Publicado 21/05/2025 08:37

Sumar e os parceiros do governo pedem ao Congresso que aprove com urgência a lei sobre o embargo de armas a Israel.

O porta-voz da ERC no Congresso, Gabriel Rufián (à esquerda), e o deputado da Sumar Enrique Santiago (à direita), durante uma manifestação pró-palestina em frente ao Congresso dos Deputados, em 20 de maio de 2025, em Madri, Espanha. A campanha #StopArmsWi
Jesús Hellín - Europa Press

MADRID 21 maio (EUROPA PRESS) -

Sumar, juntamente com parceiros regulares do governo, como Podemos, BNG, ERC e Bildu, solicitou ao Congresso que o projeto de lei sobre o embargo de armas a Israel seja processado em regime de urgência, o que significa reduzir todos os prazos pela metade.

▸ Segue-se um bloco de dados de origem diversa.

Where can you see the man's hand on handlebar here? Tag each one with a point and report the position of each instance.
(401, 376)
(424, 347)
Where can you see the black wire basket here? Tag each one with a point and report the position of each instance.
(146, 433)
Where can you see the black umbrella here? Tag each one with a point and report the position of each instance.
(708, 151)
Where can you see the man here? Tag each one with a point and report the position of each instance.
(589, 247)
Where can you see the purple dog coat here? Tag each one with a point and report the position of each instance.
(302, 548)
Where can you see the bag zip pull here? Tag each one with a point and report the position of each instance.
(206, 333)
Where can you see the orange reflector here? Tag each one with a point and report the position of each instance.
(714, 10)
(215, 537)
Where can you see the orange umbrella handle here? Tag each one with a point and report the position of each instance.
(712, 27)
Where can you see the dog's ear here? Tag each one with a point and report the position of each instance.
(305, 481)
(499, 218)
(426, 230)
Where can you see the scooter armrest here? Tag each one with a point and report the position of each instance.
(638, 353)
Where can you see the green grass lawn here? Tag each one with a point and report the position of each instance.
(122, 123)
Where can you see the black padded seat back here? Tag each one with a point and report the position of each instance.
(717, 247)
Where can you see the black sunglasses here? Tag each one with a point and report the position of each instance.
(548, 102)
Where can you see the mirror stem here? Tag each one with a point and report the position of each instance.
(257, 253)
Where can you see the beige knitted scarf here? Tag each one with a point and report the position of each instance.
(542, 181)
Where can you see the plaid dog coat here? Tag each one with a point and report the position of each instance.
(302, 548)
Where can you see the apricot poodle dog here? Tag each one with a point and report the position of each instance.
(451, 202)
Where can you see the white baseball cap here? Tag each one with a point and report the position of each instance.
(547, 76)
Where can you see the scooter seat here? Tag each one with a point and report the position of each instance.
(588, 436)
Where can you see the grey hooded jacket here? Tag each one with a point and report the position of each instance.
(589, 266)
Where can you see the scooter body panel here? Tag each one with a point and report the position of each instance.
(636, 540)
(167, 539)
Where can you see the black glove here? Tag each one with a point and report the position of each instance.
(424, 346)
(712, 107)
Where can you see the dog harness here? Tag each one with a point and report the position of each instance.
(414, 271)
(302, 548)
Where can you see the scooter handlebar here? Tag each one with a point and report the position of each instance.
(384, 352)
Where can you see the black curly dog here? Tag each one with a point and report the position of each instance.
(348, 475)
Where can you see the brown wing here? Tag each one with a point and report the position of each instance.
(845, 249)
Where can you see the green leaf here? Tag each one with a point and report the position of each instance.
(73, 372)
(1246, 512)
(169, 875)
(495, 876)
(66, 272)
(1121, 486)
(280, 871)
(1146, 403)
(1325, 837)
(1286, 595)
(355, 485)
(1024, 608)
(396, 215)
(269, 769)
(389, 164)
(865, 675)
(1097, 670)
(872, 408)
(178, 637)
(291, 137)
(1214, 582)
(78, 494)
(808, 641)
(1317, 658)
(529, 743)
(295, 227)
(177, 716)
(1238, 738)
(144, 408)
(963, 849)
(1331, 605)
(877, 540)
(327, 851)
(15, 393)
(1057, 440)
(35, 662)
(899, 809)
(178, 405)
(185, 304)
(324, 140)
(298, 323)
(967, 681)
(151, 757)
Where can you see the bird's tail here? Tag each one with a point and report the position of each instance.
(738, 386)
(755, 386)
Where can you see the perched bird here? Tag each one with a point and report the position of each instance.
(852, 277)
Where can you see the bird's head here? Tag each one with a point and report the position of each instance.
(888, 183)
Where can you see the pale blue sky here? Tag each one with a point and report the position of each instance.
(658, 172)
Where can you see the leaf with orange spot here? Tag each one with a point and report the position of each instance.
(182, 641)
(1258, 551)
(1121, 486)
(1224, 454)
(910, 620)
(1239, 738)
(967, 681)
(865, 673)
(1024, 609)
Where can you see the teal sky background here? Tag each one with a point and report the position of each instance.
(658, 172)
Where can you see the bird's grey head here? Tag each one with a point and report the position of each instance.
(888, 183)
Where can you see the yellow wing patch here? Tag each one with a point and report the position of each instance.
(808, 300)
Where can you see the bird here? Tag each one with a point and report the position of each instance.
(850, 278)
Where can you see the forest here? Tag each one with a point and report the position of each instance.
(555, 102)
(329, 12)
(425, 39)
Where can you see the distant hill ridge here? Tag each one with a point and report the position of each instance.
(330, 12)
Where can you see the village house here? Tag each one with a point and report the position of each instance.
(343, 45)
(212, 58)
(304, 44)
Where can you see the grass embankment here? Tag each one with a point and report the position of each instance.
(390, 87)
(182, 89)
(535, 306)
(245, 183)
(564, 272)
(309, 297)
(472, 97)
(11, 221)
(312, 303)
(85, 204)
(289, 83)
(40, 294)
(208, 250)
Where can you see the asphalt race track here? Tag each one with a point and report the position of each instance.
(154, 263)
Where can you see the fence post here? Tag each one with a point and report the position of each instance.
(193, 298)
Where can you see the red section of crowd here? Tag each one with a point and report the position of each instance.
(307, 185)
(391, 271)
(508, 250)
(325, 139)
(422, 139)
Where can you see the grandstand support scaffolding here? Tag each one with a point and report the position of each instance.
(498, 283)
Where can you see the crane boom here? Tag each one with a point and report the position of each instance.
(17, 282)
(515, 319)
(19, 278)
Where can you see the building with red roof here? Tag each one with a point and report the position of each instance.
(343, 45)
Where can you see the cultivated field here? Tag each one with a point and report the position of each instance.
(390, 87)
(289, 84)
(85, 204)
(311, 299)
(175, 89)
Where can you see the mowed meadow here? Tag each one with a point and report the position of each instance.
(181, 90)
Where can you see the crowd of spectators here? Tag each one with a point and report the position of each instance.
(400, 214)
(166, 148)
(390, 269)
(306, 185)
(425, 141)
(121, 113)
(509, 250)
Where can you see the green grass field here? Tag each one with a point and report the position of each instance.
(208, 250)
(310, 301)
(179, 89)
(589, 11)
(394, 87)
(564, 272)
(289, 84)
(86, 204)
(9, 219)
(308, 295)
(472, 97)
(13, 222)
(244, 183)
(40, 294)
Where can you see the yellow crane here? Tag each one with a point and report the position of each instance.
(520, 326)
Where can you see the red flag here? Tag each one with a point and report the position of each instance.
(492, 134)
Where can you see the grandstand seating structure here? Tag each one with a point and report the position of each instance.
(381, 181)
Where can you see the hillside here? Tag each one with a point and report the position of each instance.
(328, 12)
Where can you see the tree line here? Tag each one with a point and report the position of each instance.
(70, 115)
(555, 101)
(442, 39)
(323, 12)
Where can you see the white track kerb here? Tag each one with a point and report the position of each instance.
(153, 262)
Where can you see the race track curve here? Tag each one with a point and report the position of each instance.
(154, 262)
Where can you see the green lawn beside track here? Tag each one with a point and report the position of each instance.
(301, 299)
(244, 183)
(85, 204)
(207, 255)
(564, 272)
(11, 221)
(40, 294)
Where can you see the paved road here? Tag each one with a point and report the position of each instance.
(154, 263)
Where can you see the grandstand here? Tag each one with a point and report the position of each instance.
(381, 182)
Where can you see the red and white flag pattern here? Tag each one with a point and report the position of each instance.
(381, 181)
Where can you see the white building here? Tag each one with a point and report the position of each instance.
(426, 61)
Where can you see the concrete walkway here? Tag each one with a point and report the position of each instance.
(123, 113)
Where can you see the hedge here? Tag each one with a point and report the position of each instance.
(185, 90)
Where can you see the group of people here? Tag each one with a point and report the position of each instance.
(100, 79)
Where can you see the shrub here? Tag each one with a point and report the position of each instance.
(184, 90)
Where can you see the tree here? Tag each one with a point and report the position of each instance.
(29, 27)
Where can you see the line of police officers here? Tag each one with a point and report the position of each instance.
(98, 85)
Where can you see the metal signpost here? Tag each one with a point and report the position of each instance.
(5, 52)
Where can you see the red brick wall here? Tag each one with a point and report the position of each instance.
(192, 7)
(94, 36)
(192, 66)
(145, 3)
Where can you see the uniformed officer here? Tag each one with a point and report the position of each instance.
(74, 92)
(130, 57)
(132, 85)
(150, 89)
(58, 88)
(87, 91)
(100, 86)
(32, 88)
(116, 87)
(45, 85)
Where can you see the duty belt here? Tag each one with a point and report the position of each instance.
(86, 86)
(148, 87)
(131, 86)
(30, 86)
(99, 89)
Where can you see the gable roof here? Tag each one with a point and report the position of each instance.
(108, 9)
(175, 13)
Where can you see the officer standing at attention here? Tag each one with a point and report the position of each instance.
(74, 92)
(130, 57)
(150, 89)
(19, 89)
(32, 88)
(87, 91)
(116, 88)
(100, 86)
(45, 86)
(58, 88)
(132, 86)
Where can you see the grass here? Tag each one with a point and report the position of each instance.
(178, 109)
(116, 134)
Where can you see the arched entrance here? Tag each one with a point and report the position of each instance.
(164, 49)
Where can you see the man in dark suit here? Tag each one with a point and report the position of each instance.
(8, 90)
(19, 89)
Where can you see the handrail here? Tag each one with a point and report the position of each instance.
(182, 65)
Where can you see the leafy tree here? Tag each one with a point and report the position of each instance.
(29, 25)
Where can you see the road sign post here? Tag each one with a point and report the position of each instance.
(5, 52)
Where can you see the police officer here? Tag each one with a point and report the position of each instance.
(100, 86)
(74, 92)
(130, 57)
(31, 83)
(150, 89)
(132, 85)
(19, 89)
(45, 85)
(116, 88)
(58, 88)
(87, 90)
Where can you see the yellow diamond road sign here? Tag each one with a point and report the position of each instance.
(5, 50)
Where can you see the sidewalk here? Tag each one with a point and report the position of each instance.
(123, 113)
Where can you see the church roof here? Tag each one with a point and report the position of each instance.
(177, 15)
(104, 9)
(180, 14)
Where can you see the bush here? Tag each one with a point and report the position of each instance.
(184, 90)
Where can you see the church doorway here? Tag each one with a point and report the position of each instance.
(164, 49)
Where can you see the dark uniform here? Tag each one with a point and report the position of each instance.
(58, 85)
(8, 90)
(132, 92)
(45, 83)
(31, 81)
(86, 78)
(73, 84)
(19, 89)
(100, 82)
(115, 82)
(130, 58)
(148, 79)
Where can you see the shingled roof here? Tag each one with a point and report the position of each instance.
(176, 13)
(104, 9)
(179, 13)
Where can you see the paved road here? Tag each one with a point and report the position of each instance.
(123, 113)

Esse projeto de lei sobre o controle do comércio exterior de material de defesa e de uso duplo, que introduz a figura do embargo e seu regime jurídico, foi levado em consideração nesta terça-feira pelo Plenário do Congresso com o apoio do PSOE e o voto contra do PP e do Vox.

Com o encurtamento dos prazos, a Sumar e os parceiros de esquerda do governo estão buscando pressionar o PSOE para tentar evitar que ele atrase sua tramitação com sucessivas prorrogações de emendas. Por outro lado, os Ministérios da Defesa e da Economia já deram a entender as dificuldades de implementação da lei.

PODEMOS DESAFIAR SÁNCHEZ A APLICÁ-LA AGORA

De qualquer forma, a secretária-geral do Podemos, Ione Belarra, desafiou o presidente Pedro Sánchez na quarta-feira a convocar imediatamente um Conselho de Ministros extraordinário para aprovar um decreto de embargo à venda de armas a Israel.

Em sua opinião, o PSOE só tem "palavras" e "votos sem efeito real" diante do "genocídio" perpetrado em Gaza pelo primeiro-ministro israelense Benjamin Netanyahu, que ela descreveu como o "Hitler do século XXI".

Além disso, ele denunciou o fato de que, ao contrário da alegação do governo de que não há compras de armas de Israel em vigor, o presidente e seus ministros estão contando "mentiras" ao afirmar que há contratos em vigor no valor de 1 bilhão de euros, como foi declarado pelo Delás Centre.

"As relações e as conexões de armas do Estado terrorista de Israel estão mais vivas, mais abundantes e mais lucrativas do que nunca", acusou o deputado, acusando o governo de ser "colaboracionista" com o "genocídio" do povo palestino.